0
votes

I have a simple proof-of-concept application written in traditional SQL. I need to scale it to much larger size (potentially trillions of rows, multiple terabytes or possibly petabytes in size). I'm trying to come up with the pricing model of how this could be done using Google's Bigtable/BigQuery/Dataflow.

From what I gather from Google's pricing documents, Bigtable is priced in terms of nodes needed to handle the necessary QPS and in terms of storage required, whereas the BigQuery is priced in terms of each query's size.

But what happens when your inserts into the table actually require the lookup of that same table? Does that mean that you have to consider an additional cost factor into each insert? If my total column size is 1TB and I have to do a SELECT on that column before each additional insert, will I be charged $5 for each insert operation as a consequence?
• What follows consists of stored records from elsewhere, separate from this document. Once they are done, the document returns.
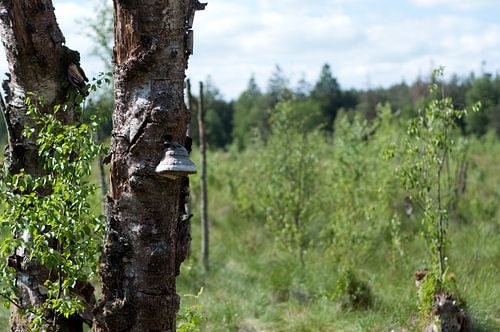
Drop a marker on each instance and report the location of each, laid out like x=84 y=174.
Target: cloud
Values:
x=456 y=4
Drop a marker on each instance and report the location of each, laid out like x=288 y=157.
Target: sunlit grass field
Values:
x=253 y=285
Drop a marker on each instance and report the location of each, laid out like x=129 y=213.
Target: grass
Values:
x=254 y=286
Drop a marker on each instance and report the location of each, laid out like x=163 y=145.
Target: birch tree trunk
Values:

Do I have to adjust my logic to accommodate this pricing structure? Like breaking the table into a set of smaller tables, etc?

Any clarification much appreciated, as well as links to more detailed and granular pricing examples for Bigtable/BigQuery/Dataflow than what's available on Google's website.

3

3 Answers

0
votes

I am the product manager for Google Cloud Bigtable.

It's hard to give a detailed answer without a deeper understanding of the use case. For example, when you need to do a lookup before doing an insert, what's the complexity of the query? Is it an arbitrary SQL query, or can you get by with a lookup by primary key? How big is the data set?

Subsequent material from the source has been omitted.